Data analysis. Data scientists determine the type of analyses necessary based on the problems they are trying to solve, a process that can be semi-automated today, Bowles said. Software and vendors that are beginning to meet the demand for self-service data science tools include IBM Watson Explorer and Watson Analytics, Microsoft Power BI, MicroStrategy, Oracle Data Visualization, Qlik Sense, SAP Lumira and SAP Analytics Cloud, SAS Visual Analytics, Sisense, Tableau Software, and Tibco Spotfire.

Data interpretation and storytelling. A good data scientist can go beyond the spreadsheet to tell the data story. There are interesting tools that can automate the process of turning data into a narrative.

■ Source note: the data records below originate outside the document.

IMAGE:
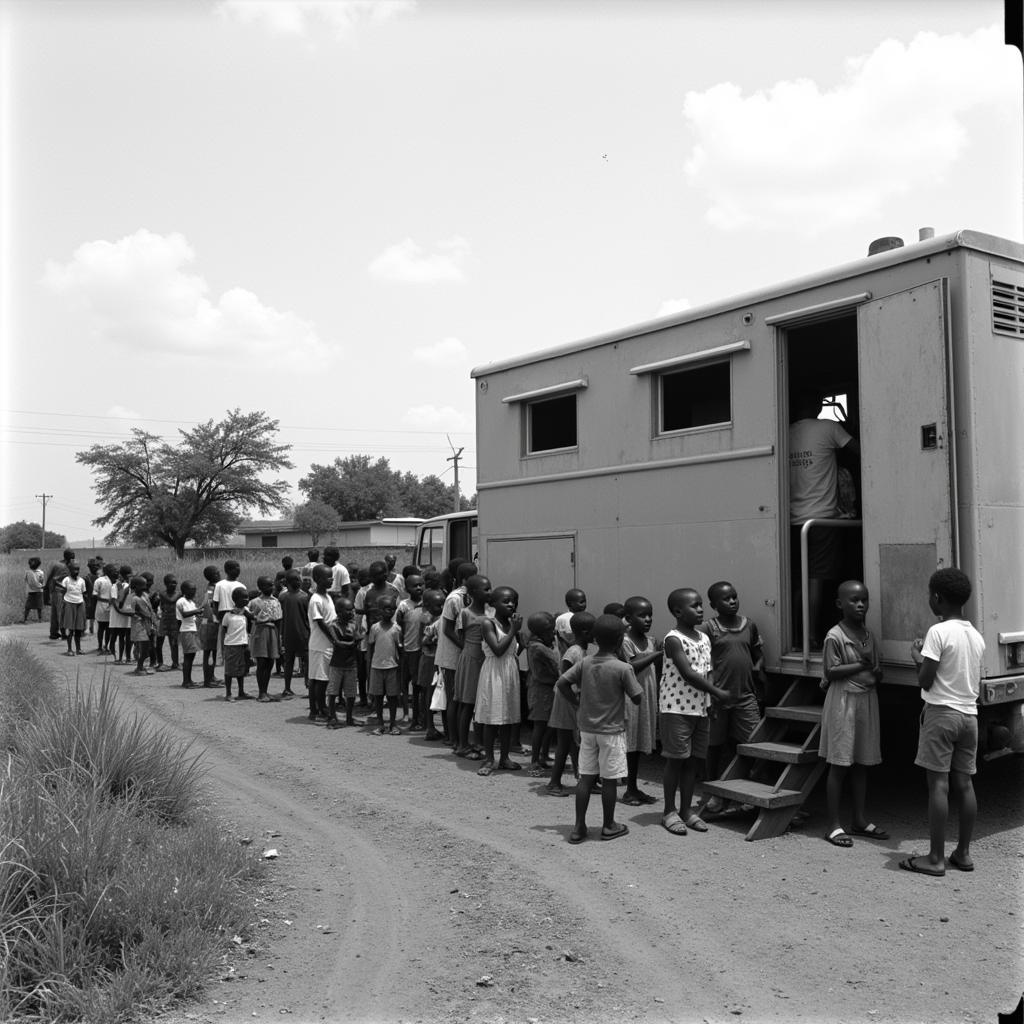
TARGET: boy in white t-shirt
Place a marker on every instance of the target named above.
(949, 666)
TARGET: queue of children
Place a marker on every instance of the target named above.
(423, 642)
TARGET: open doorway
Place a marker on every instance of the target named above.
(822, 389)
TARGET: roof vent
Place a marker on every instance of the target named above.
(884, 245)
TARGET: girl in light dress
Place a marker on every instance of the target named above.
(497, 707)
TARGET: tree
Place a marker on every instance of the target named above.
(28, 535)
(197, 489)
(315, 517)
(356, 487)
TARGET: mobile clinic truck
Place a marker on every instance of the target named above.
(655, 457)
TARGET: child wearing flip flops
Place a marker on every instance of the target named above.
(683, 700)
(604, 682)
(949, 668)
(644, 655)
(850, 734)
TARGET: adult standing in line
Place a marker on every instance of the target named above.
(814, 445)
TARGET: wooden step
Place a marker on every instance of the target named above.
(796, 713)
(745, 791)
(792, 754)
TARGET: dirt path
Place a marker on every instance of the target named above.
(403, 880)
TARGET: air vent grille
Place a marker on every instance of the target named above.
(1008, 308)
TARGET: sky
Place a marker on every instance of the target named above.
(332, 211)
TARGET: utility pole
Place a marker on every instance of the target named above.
(42, 540)
(454, 459)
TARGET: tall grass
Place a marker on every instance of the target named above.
(117, 894)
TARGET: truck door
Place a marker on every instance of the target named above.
(906, 459)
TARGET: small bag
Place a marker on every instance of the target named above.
(438, 699)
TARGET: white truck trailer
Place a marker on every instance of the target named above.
(655, 457)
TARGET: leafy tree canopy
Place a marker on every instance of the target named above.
(28, 535)
(197, 489)
(357, 487)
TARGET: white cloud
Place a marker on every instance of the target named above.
(437, 418)
(136, 293)
(443, 352)
(670, 306)
(407, 261)
(800, 156)
(301, 17)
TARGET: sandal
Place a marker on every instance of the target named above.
(838, 837)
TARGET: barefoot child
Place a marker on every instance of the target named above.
(563, 717)
(140, 610)
(344, 675)
(264, 642)
(469, 630)
(322, 619)
(686, 691)
(736, 659)
(498, 706)
(543, 675)
(949, 668)
(644, 655)
(384, 653)
(850, 736)
(433, 603)
(186, 612)
(235, 642)
(603, 683)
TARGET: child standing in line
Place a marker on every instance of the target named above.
(563, 717)
(467, 675)
(949, 668)
(264, 642)
(209, 628)
(543, 664)
(576, 601)
(850, 734)
(235, 641)
(294, 629)
(101, 592)
(603, 683)
(498, 707)
(140, 610)
(433, 603)
(384, 652)
(644, 654)
(186, 612)
(409, 615)
(167, 624)
(685, 693)
(322, 619)
(120, 617)
(736, 659)
(73, 608)
(34, 590)
(344, 677)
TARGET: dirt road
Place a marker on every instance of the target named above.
(409, 889)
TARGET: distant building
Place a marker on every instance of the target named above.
(366, 534)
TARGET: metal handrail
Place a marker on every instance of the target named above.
(805, 578)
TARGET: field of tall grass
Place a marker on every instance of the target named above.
(118, 894)
(255, 562)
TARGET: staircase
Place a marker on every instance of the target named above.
(777, 767)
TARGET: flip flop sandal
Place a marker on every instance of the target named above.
(674, 823)
(870, 832)
(912, 864)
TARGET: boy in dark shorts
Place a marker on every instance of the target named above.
(949, 667)
(604, 683)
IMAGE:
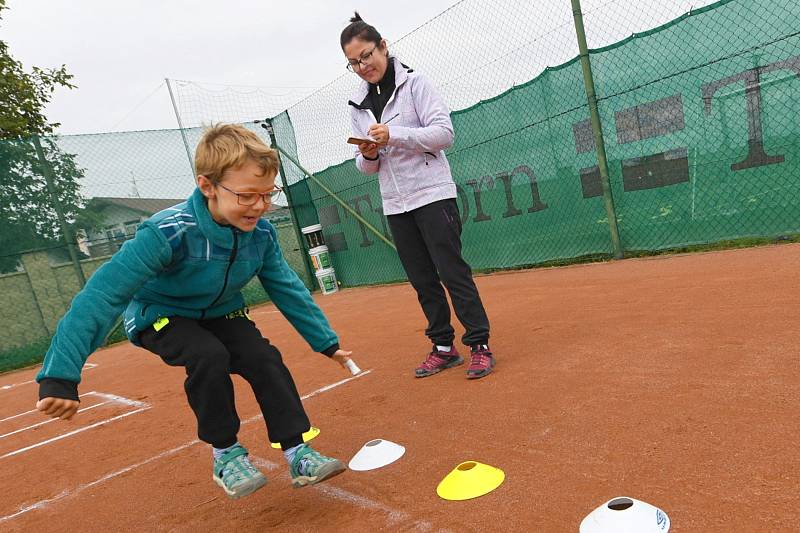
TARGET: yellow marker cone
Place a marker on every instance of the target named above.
(307, 436)
(470, 480)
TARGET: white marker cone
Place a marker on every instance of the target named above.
(626, 515)
(375, 454)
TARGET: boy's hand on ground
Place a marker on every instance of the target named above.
(58, 407)
(368, 150)
(343, 358)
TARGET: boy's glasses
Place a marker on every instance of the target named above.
(365, 59)
(251, 198)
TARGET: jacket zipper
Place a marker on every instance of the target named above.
(231, 259)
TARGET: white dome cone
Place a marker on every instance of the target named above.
(375, 454)
(626, 515)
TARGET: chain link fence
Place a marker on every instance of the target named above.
(696, 110)
(68, 203)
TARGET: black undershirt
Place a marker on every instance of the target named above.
(376, 99)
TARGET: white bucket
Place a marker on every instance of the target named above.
(313, 235)
(320, 257)
(327, 281)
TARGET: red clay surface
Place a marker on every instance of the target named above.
(673, 380)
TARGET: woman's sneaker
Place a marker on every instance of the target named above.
(481, 361)
(236, 474)
(310, 467)
(437, 361)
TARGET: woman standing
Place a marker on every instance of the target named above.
(410, 123)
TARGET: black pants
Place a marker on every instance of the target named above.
(428, 240)
(211, 350)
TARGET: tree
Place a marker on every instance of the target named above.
(38, 193)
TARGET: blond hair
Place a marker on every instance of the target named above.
(229, 146)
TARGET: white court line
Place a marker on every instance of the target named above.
(52, 420)
(71, 433)
(36, 410)
(6, 387)
(120, 399)
(394, 516)
(80, 488)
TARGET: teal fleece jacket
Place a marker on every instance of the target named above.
(179, 263)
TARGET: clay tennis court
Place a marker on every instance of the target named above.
(672, 380)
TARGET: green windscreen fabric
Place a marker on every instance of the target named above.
(700, 124)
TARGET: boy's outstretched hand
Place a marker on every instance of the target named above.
(343, 358)
(59, 407)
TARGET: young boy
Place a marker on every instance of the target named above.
(178, 282)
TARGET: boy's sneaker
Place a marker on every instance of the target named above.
(437, 361)
(236, 474)
(481, 363)
(310, 467)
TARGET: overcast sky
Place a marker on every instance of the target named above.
(120, 52)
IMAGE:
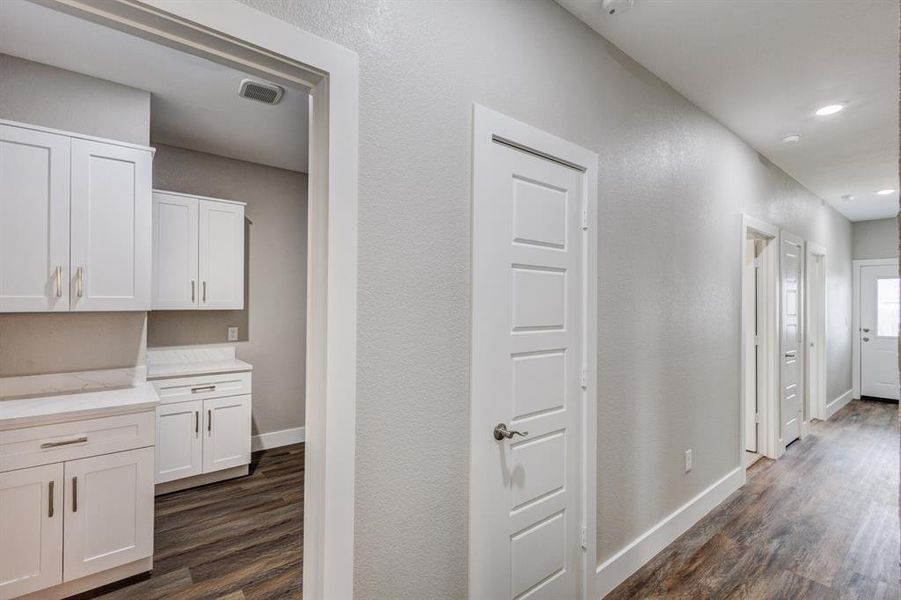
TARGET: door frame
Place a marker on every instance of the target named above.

Microsoft Power BI, MicroStrategy, Qlik Sense and Tableau Software offer integration with both narrative science tools -- such as SAP Lumira and Sisense -- and automated insights tools -- like Tibco Spotfire.

Choosing the right data science tools

The data science field is reaching a point where there is so much data -- and so much expectation that we can analyze all that data -- that people are trying to distribute the responsibility for it -- to machines, to self-service analytics tools and to people who consider themselves citizen data scientists

In any field there is a selection of tools you'll use over your career. It's important to know which tools to use and when.

"It's the tools plus the knowledge; you can't have one without the other," Bowles said. "I go back to [the quote] that 'A fool with a tool is still a fool.' You need to have explicit knowledge to select the right tool at the right time."

Data science tools cover a broad range of capabilities, from data prep and machine learning algorithms to technical tools for clustering, recommendation, regression and statistical analysis. These tools will continue to evolve and diminish the need for some data science skills -- similar to what happened in the early days of programming.

The results of the data analysis, assuming you have it right, can enable more than just creating a visualization of the data. It can augment the data visualization tools that have been improving over the last decade.

"Now you can visualize [the data] and hear about it as a narrative, and that's a pretty important step forward," Bowles said. "But all that presupposes that the data it is working from is accurate.

"If you're doing analysis and your business' future depends on it, it doesn't matter if you have a great visualization or a great narrative if the data itself is wrong," he added.

You can't democratize data science by throwing tools at a problem when the problem is understanding.

With that, Bowles recommends having data scientists on staff to train and oversee the end users who have been entrusted with the self-service data science tools. This can make the business users and the data scientists more productive.

"The tools are designed to be easy, but if you don't understand what you are doing, at least at a surface level of experiential design, probability and statistics, you aren't going to articulate your problem in a way that will get the right answer," Bowles said in the webinar. "You can't democratize data science by throwing tools at a problem when the problem is understanding."

So while data science tools are becoming more intelligent and getting better at understanding intent and context, they have some maturing to do. In other words, you can't pull data scientists out of your executive suite and replace them with AI technologies -- but tech can fill data science skills gaps.